Building Data Science Capabilities
The effective practice of Data Science is something built over time. It is a rich discipline at the border of software development, business and domain knowledge, operations and engineering, and inquiry. It requires you to collect data, structure and update it, seek understanding through exploration, and enrich the raw information before you are able to utilize it in machine learning and artificial intelligence applications. Because of this, building capability is about nurturing teams and cultures.
Most of the time, it's impossible to find "unicorns," those rare individuals who have skills across all of the required domains to guide a project through all the phases required for success. Instead, it's better to create blended teams that are able to work together. Broadly speaking, there are four roles within Data Science -- software development, business analysts, data engineers, and data scientists -- all of which play an important part in a successful data-driven organization.

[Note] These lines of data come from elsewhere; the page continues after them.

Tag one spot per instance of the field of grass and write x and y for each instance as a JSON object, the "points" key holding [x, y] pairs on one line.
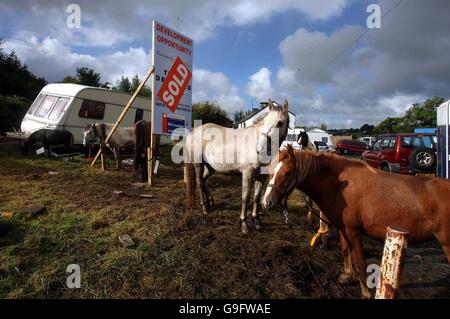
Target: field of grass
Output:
{"points": [[179, 253]]}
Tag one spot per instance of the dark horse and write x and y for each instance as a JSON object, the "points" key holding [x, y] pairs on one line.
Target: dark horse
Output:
{"points": [[358, 200], [49, 138]]}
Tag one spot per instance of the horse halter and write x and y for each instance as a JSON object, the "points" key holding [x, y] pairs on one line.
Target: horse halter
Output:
{"points": [[265, 136]]}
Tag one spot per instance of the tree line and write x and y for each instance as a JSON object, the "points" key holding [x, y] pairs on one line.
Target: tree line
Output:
{"points": [[19, 87]]}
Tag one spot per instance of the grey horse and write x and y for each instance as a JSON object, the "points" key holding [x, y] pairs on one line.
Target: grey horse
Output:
{"points": [[212, 147]]}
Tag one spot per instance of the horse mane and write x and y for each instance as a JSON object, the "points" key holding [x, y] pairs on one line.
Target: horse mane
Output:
{"points": [[308, 162]]}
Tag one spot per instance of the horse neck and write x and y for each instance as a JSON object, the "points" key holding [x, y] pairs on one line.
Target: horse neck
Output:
{"points": [[320, 182]]}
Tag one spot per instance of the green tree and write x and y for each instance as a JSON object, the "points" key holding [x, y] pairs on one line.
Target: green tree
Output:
{"points": [[84, 76], [18, 88], [367, 129], [210, 112], [16, 79], [419, 115]]}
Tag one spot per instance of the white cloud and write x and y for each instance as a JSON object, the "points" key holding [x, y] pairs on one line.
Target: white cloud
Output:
{"points": [[332, 78], [52, 60], [110, 23], [215, 86], [260, 85]]}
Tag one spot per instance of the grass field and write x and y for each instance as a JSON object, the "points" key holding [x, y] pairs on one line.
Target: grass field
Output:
{"points": [[179, 253]]}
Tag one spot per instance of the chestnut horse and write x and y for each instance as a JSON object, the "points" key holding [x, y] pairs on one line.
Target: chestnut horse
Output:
{"points": [[358, 200]]}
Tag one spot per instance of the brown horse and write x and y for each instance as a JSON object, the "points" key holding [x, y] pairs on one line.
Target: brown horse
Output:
{"points": [[360, 200]]}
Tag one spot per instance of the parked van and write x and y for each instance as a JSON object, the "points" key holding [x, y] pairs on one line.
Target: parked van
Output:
{"points": [[368, 140], [71, 107]]}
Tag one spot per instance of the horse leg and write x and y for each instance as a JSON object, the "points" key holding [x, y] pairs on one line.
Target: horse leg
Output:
{"points": [[247, 181], [256, 197], [116, 152], [324, 229], [208, 171], [357, 256], [443, 236], [347, 274], [199, 169], [309, 206]]}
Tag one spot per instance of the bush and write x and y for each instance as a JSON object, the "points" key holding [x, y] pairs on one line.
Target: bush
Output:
{"points": [[12, 111]]}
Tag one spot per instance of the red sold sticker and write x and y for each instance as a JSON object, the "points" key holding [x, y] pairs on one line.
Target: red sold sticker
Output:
{"points": [[173, 87]]}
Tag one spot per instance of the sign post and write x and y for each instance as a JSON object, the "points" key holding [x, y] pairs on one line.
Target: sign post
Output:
{"points": [[171, 86]]}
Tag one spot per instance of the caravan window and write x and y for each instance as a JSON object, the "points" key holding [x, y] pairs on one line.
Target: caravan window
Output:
{"points": [[36, 103], [59, 108], [92, 110], [45, 106]]}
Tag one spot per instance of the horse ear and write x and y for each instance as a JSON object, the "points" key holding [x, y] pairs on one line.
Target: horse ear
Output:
{"points": [[286, 105], [290, 150]]}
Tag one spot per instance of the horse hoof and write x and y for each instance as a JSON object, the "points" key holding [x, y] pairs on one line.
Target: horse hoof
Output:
{"points": [[366, 294], [244, 228], [211, 201], [309, 217], [345, 278], [258, 224]]}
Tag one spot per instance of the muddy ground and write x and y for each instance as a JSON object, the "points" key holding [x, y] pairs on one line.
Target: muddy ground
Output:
{"points": [[178, 253]]}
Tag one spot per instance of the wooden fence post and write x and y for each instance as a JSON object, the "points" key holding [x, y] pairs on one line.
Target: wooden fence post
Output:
{"points": [[124, 111], [392, 263]]}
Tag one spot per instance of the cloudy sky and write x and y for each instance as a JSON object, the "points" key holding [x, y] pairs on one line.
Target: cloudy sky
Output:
{"points": [[318, 54]]}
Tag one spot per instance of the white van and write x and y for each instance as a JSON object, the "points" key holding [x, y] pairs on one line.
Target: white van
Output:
{"points": [[71, 107]]}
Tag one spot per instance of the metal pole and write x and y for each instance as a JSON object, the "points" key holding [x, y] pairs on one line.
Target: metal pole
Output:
{"points": [[124, 111], [392, 263]]}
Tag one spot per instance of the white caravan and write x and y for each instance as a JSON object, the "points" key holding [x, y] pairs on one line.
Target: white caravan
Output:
{"points": [[71, 107]]}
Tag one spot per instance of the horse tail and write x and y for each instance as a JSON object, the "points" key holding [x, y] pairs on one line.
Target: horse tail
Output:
{"points": [[189, 179]]}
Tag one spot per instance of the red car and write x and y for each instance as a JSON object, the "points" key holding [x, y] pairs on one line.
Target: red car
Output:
{"points": [[405, 153], [350, 147]]}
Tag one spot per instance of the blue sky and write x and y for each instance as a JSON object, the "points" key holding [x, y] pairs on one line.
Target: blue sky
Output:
{"points": [[254, 49]]}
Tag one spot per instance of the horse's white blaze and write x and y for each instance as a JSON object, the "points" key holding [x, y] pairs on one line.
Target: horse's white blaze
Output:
{"points": [[272, 181]]}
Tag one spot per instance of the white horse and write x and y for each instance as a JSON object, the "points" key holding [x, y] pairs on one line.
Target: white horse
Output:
{"points": [[212, 147], [97, 132]]}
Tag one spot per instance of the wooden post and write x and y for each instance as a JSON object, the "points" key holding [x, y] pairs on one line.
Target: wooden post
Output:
{"points": [[102, 159], [152, 151], [392, 263], [124, 111], [189, 183]]}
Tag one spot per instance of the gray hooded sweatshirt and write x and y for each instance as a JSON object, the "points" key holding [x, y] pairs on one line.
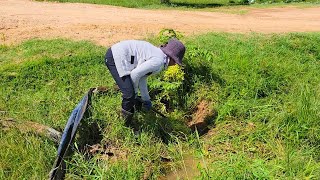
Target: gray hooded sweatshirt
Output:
{"points": [[138, 59]]}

While each of the roles unlocks new capabilities for the other, you can achieve value at every level of the pyramid.
- Using software developers to create applications that capture information about customer engagement can be very valuable, even if you don't have data engineers to combine it with CRM data.
- Creating a unified customer portfolio through ETL pipelines built by data engineers clarifies relationships and interactions, even if the data isn't being mined in aggregate by business analysts or data scientists.
- Analytics and dashboards built by data analysts using business intelligence tools provides strategic insight, even if you aren't creating machine learning systems to take immediate action.
Data Science Benefits
Beautiful is better than ugly.
Explicit is better than implicit.
Simple is better than complex.
Complex is better than complicated.
--- Zen of Python
While we've seen many implied benefits of Data Science, is is often best to explicit: Data Science tools, processes, and capabilities are transformative and will produce the future-leaders of every industry. It empowers better decisions, allows for more effective customer and faster response to the market, and provides ways to test decisions and dynamically adapt to responses.
Our world is swimming in information, through the interconnection of society by the Internet and mobile we have created the ability to empirically describe our world in entirely new ways. Because that pipeline of information elucidates our shared reality, it is an extremely valuable resource. Data Science is about turning crude data into something useful so that we can gain insight and make better decisions as individuals, organizations, and a human family.
We put Data Science to work by building data products, a highly varied set of systems intended to help us answer specific questions. Building such products requires a diverse team -- software developers, business analysts, data engineers, and data scientists -- working together collaboratively. It also requires investment in the capabilities of an organization to collect; manage data flow; explore and transform; aggregate, enrich, and label; and experiment, learn, and optimize.
The potential for what Data Science can achieve is near limitless, it all comes down to having and using the right information. Because of this, the benefits of such investment is enormous and will produce the future leaders in nearly every industry; allowing us to do things that were previously unimaginable.